A higher weighting on equities would mean accepting higher risk in a crisis, a potentially unpopular choice in Japan where many chose to keep savings in almost interest-free bank deposits.
There is also the risk to the Japanese government bond (JGB) market just as it is trying to adjust to huge bond buying by the more activist Bank of Japan, a reason behind recent volatility.
Shifting to the bond-weighting of Norway or Canada would mean GPIF pulling 27 trillion yen ($272 billion) from the JGB market. That would be over half of the amount of additional JGBs that the Bank of Japan has pledged to buy this year as part of a massive round of asset purchases under its stimulus program.
At the same time, GPIF would have to invest another 45 trillion yen ($454 billion) in equities to match the portfolio of its international peers in Canada and Norway.

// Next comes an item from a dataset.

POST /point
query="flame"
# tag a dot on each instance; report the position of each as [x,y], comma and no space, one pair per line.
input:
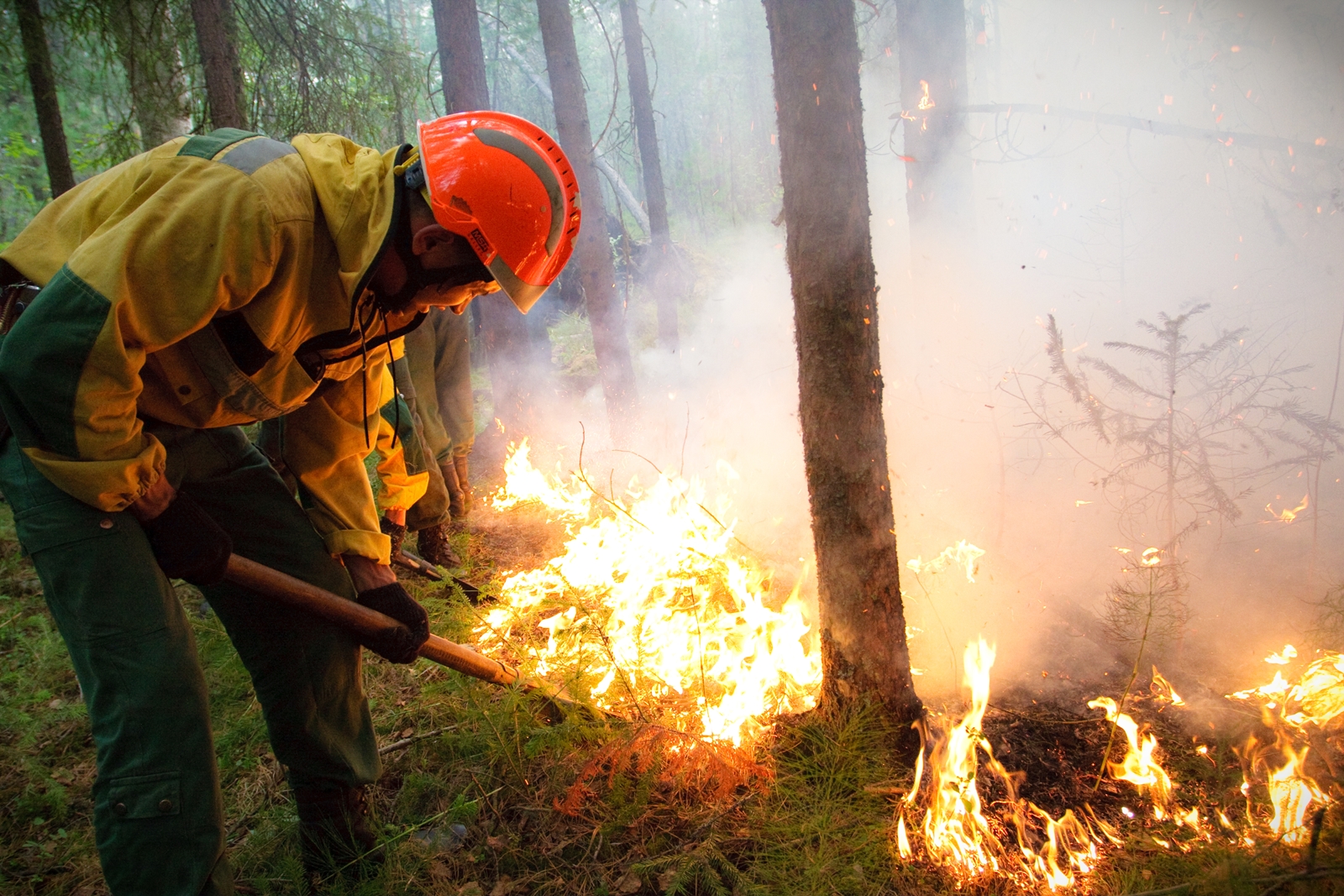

The scale of the shift means any changes would have to be gradual, analysts said.
"Pension funds tend to play it safe," said Toshihiko Matsuno, senior strategist at SMBC Friend Securities. "It's too early to believe that pension funds are aggressively chasing the market higher."
CREDIBILITY TEST?
Abe's also faces losing some hard-won credibility with markets. Talk of the shift in pension fund investment strategy is emerging at a time when the Nikkei average, Japan's benchmark stock index, has been in retreat and near six-week lows.
It is still up more than 50 percent since Abe started pushing his brand of economic policies, but investors are uncertain about the shape of his growth strategy for the future.
Abe is expected to announce the setting up of special economic zones, targets for domestic private-sector investment and a doubling of farm exports. But analysts say he will avoid major reforms, such as big deregulation or labor reform ahead of an upper-house election in July.
With that vote looming, some questioned whether Abe's team was resorting to the kind of tactics that previous Liberal Democratic Party administrations had tried and famously failed to make work.
In the early 1990s, the pension savings that were later organized into GPIF were a regular target for finance ministry officials who tried to support stock prices with public funds.
The policies - known as "Price Keeping Operations" in a play on the United Nations' organized Peace Keeping Operations - failed and even backfired by encouraging banks to hold riskier assets, said Junji Narita, a professor at Aoyama Gakuin, who has studied the period.
Many say the key is what Abe does on other aspects of economic reform.
"Tweaking pension funds' investment policy is a step forward but it has to be accompanied by structural changes," said Xiao Minjie, an independent economist in Tokyo. "There have to be strategies to make domestic investors feel justified in investing in home markets."
He added: "Markets are desperately looking for that kind of detail."